What a gift, Bob, to be inspired by your own children!
This hit the nail on the head for many things I’ve been thinking about recently.
I think the challenge for young people is to find those parts of ‘the old’ that maybe should not have been set aside. The opportunities become far reduced if young people are isolated from their families or a community that can share those traditions, customs, and rationale with them. Hopefully they are not so far removed that it is too difficult to find them again.
Thanks for sharing!
Thank you, John. I completely agree that to the extent possible it is a great help to live close to family members and/or in a strong community. It often makes more of a difference than we might have realized.
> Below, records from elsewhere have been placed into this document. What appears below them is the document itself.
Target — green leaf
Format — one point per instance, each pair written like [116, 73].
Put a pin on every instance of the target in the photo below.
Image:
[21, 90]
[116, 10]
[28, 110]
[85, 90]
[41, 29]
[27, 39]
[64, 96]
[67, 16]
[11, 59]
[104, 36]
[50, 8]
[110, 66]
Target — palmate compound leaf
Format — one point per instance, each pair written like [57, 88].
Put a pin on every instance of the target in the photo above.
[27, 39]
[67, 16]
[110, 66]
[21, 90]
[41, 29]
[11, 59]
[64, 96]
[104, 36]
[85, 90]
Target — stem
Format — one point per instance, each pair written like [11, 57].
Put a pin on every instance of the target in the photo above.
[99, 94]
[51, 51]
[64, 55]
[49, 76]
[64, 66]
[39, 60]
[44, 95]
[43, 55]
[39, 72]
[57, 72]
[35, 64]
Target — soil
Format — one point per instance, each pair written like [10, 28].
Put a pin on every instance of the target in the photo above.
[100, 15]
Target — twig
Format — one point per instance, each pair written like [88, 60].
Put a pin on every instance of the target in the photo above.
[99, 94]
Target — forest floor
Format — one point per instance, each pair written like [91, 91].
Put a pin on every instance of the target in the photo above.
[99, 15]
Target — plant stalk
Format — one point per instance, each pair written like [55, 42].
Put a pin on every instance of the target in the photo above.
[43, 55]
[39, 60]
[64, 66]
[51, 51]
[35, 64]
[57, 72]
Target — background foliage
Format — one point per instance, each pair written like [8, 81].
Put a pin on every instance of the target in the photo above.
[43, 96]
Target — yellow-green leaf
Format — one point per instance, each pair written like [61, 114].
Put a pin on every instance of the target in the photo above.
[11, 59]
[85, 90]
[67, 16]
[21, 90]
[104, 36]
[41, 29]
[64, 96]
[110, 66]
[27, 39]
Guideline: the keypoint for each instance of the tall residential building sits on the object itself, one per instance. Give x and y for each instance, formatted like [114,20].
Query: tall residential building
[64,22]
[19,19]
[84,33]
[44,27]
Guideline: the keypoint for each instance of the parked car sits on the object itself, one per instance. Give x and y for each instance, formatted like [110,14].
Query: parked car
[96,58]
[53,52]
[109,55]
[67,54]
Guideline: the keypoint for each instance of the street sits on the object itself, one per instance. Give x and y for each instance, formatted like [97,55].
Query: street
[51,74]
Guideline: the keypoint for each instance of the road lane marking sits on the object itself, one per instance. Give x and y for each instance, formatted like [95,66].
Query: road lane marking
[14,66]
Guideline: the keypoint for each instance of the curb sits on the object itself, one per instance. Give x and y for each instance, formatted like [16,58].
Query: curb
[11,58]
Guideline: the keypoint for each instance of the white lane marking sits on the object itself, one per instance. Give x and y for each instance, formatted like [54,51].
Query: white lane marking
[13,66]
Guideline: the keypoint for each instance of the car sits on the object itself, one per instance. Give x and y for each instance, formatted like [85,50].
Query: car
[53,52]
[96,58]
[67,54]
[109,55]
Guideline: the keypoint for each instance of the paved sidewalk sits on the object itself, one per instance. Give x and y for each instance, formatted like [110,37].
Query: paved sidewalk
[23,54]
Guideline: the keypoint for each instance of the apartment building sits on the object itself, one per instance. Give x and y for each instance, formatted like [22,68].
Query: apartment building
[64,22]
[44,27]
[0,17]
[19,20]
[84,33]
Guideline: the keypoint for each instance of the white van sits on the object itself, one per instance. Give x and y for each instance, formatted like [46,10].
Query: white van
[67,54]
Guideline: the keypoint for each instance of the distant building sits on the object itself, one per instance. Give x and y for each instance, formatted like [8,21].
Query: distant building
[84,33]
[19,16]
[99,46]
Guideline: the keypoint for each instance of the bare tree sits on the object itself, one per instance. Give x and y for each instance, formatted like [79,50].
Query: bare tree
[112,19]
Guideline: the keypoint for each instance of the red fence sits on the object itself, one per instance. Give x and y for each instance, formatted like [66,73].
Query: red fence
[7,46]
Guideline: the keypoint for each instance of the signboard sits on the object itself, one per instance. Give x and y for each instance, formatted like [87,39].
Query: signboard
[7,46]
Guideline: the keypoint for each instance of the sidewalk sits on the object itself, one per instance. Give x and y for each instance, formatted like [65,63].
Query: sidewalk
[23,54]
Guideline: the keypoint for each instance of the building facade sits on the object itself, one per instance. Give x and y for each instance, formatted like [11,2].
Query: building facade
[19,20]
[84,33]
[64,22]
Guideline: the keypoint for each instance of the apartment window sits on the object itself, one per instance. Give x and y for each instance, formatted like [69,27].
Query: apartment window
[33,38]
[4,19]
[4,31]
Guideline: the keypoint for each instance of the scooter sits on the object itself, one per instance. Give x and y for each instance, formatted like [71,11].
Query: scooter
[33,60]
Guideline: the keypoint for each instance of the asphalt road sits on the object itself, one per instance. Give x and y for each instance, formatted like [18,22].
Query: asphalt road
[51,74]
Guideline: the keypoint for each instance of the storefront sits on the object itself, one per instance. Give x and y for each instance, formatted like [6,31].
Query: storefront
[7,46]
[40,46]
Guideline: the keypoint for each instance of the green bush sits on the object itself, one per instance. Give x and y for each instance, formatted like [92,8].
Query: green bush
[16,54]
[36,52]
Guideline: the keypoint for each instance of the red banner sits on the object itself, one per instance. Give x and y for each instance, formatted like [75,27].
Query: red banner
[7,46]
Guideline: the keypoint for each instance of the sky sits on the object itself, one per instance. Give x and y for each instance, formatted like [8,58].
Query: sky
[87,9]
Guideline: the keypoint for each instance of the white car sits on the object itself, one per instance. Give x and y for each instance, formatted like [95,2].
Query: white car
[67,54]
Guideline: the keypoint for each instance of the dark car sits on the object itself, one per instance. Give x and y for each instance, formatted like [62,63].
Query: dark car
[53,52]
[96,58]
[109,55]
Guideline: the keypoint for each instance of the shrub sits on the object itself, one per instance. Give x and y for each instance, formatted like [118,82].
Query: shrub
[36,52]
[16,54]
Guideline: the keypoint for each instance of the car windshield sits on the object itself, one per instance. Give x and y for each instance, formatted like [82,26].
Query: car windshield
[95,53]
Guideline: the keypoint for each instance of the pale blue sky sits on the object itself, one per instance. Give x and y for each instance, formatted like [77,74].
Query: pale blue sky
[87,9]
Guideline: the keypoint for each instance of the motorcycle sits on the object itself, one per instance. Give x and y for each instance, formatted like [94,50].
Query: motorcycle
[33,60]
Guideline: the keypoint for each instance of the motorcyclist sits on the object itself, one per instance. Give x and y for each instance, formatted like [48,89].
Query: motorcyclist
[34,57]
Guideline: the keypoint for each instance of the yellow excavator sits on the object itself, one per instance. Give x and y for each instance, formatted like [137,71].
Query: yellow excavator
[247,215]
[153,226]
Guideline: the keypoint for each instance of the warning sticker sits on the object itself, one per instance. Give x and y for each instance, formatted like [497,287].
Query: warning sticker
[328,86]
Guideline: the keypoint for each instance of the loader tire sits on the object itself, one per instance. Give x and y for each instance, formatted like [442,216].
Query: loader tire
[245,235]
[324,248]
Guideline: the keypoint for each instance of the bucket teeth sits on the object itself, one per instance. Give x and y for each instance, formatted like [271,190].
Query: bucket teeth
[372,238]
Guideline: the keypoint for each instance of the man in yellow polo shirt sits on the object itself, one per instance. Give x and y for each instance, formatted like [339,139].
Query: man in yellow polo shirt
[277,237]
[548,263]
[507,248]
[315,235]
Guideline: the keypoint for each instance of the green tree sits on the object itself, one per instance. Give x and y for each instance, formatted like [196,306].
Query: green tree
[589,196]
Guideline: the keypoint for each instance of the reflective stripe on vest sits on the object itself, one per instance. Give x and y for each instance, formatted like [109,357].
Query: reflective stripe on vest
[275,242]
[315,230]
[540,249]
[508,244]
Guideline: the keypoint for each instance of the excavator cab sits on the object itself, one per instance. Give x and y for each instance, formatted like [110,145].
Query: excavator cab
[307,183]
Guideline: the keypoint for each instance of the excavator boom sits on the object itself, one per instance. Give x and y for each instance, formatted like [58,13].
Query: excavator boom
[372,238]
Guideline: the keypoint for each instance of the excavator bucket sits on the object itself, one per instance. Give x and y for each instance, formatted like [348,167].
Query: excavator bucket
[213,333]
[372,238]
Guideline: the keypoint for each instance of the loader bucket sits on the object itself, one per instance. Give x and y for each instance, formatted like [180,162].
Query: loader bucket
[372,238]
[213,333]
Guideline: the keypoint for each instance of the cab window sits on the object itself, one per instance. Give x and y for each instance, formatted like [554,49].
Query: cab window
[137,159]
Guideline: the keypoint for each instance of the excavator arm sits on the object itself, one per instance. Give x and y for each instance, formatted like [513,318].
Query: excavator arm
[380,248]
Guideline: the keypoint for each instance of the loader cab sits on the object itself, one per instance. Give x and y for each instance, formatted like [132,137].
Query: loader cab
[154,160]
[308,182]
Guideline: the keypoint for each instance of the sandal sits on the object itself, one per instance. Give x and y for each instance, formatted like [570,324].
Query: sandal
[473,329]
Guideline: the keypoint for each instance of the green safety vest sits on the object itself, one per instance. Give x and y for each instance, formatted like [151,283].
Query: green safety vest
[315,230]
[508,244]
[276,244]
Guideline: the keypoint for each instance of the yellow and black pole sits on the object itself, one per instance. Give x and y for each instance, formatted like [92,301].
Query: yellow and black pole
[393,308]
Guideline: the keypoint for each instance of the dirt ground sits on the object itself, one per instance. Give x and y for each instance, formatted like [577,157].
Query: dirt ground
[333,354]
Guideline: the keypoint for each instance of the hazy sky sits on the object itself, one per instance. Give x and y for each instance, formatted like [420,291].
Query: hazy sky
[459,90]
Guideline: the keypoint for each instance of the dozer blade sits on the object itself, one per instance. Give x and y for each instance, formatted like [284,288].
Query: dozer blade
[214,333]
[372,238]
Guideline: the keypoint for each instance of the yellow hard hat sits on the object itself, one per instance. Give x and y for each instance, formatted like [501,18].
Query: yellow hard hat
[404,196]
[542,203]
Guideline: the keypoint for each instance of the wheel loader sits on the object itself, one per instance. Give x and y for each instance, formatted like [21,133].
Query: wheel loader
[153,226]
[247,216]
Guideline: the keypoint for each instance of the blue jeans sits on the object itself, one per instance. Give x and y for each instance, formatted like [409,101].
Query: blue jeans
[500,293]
Thank you so much. Wish I had had these foundations in my life when I was growing up. Now a grandma (66 yr old), brings a great perspective to how to live my life and appreciation for the role He has given to me! Been sharing with my granddaughters the beauty and goodness of God- just like Him to make us expressions of Himself through the virtues! Chewing on this Truth in my own personal life, as well!
Thanks for sharing all the goodness of God with us.
Blessed Thanksgiving!
Thank you very much Joan for these words and for your example. A blessed Thanksgiving to you too!